A lawsuit filed Monday in New York State Supreme Court alleges that the state's current congressional map unlawfully weakens the voting power of Black and Latino residents in the 11th Congressional District, which includes Staten Island and parts of southern Brooklyn.
The filing claims the boundaries "confine Staten Island's growing Black and Latino communities in a district where they are routinely and systematically unable to influence elections," in violation of the state constitution.
The case, brought by four New Yorkers and filed by the Elias Law Group, argues that demographic changes over the last four decades have increased the district's Black and Latino population from about 11% to roughly 30%. Plaintiffs say the map fails to reflect those shifts and instead maintains a district where minority voters lack sufficient representation.

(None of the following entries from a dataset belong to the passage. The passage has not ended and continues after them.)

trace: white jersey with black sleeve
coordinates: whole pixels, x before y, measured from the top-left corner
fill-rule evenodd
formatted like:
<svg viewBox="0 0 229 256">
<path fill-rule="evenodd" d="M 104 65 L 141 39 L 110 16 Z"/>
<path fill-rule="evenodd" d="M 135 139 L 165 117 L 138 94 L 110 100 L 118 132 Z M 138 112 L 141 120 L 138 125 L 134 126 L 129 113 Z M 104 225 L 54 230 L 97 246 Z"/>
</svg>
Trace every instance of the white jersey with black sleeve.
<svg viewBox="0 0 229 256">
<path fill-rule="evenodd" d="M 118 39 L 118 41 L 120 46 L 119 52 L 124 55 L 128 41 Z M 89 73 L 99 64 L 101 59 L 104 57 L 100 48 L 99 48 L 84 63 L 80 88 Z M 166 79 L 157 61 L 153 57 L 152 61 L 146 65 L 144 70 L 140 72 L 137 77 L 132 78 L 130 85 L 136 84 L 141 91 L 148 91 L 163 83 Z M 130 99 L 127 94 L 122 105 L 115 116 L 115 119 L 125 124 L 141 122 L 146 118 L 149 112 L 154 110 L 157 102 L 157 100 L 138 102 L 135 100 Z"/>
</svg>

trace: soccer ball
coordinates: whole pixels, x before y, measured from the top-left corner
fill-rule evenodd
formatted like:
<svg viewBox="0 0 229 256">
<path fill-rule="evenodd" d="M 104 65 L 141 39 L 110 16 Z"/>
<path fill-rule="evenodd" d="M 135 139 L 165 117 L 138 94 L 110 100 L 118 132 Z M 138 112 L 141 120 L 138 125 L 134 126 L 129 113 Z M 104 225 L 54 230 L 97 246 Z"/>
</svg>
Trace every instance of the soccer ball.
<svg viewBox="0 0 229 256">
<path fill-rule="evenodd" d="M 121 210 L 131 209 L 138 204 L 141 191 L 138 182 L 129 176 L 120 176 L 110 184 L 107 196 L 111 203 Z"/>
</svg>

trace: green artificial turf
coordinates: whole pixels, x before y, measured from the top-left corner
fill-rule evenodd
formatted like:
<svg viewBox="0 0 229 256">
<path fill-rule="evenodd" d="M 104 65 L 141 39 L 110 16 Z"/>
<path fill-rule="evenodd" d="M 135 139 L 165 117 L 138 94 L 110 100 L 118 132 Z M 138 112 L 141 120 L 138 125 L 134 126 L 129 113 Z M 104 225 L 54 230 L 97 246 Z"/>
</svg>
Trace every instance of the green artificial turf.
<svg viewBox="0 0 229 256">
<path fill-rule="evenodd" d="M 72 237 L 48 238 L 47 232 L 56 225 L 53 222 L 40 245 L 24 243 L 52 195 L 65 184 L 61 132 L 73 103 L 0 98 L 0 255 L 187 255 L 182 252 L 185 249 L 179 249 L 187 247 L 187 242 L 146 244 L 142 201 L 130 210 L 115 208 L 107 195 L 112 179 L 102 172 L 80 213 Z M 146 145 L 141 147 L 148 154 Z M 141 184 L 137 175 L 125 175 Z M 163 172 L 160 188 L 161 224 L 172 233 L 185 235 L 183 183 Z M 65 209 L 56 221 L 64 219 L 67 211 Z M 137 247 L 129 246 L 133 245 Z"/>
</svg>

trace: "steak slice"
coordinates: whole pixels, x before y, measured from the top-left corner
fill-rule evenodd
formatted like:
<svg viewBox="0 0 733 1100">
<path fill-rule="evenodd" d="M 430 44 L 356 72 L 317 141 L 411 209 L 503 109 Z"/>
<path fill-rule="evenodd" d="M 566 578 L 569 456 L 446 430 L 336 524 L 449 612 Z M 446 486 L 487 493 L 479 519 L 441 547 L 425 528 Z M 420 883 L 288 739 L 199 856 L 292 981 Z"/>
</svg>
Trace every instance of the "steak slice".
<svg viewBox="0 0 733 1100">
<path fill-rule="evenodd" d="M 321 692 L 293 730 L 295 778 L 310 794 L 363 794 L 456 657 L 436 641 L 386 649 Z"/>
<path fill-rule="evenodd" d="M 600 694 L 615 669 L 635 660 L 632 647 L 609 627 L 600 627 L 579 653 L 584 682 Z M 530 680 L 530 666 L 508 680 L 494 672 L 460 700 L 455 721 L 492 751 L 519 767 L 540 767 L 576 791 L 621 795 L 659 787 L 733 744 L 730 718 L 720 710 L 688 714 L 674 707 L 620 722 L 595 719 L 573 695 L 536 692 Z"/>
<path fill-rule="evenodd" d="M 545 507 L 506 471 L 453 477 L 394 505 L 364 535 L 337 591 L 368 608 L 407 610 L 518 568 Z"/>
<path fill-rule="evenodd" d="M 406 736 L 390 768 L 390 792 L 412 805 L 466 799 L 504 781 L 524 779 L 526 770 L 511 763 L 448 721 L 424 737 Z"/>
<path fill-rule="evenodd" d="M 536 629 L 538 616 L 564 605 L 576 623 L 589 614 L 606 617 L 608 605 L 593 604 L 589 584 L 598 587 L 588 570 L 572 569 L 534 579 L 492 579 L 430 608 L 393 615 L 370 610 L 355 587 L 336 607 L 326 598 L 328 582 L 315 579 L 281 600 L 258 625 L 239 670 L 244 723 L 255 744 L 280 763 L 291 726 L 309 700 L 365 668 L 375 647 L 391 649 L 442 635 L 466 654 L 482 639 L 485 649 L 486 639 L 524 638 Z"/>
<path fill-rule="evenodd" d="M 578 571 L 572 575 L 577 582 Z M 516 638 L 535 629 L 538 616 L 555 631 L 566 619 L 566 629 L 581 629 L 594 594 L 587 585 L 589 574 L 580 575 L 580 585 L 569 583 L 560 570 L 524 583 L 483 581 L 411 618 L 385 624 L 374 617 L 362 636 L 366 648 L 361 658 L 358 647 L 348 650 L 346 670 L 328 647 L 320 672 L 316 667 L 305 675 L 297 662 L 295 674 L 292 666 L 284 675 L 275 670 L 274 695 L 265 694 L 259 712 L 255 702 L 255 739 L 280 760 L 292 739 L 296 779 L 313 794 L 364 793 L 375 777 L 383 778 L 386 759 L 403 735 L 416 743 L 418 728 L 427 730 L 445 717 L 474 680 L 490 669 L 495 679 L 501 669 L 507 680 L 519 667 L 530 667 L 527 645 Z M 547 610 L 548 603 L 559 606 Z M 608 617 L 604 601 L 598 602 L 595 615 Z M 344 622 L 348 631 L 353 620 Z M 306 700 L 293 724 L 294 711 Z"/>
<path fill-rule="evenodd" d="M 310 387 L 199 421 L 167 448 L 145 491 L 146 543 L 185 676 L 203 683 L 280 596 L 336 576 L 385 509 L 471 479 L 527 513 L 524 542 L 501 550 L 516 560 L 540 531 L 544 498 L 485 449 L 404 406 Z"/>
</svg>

They are asking the court to redraw the district, potentially linking Staten Island with parts of Lower Manhattan to form a "minority influence district."
The lawsuit comes as both parties escalate mid-decade redistricting efforts nationwide. Traditionally, states redraw congressional boundaries once a decade following the census. But after the Trump White House urged Republican-controlled states to remake their maps for 2026, GOP lawmakers in Texas, Missouri, and North Carolina have already enacted new lines, potentially netting their party several additional seats, as The New York Times points out.
Texas pursued a legislative route; New York, by contrast, now faces litigation after having delegated map-drawing to an independent commission.
Democrats in some states have moved to counter Republican efforts. In California, Governor Gavin Newsom has proposed temporarily suspending that state's independent redistricting commission to create five new Democratic-leaning seats, a plan that would require voter approval. Other states—such as Virginia—have signaled they may also attempt new maps if political control allows.
New York's path is complicated by its recent history as Democrats in Albany drew new maps in 2022 after the state's bipartisan redistricting commission deadlocked. But those lines were rejected by a judge for partisan gerrymandering, and a court-appointed special master redrew them.
The Democrats' most recent map, approved last year, made only modest changes. Republicans subsequently won four seats in 2022, a margin that matched their narrow House majority.
Representative Nicole Malliotakis, the district's current Republican member, criticized the lawsuit as "a frivolous lawsuit trying to upend our congressional district," while Ed Cox, New York's GOP chair, argued the filing seeks "a blatant racial gerrymander," calling it an attempt to "tilt the scale," as The Hill reports.
A successful lawsuit could allow New York to adopt new maps before 2026, bypassing the need for a constitutional amendment. Courts have already rejected earlier Democratic maps, and any new effort would require convincing a judge that the current lines unlawfully dilute minority voting power.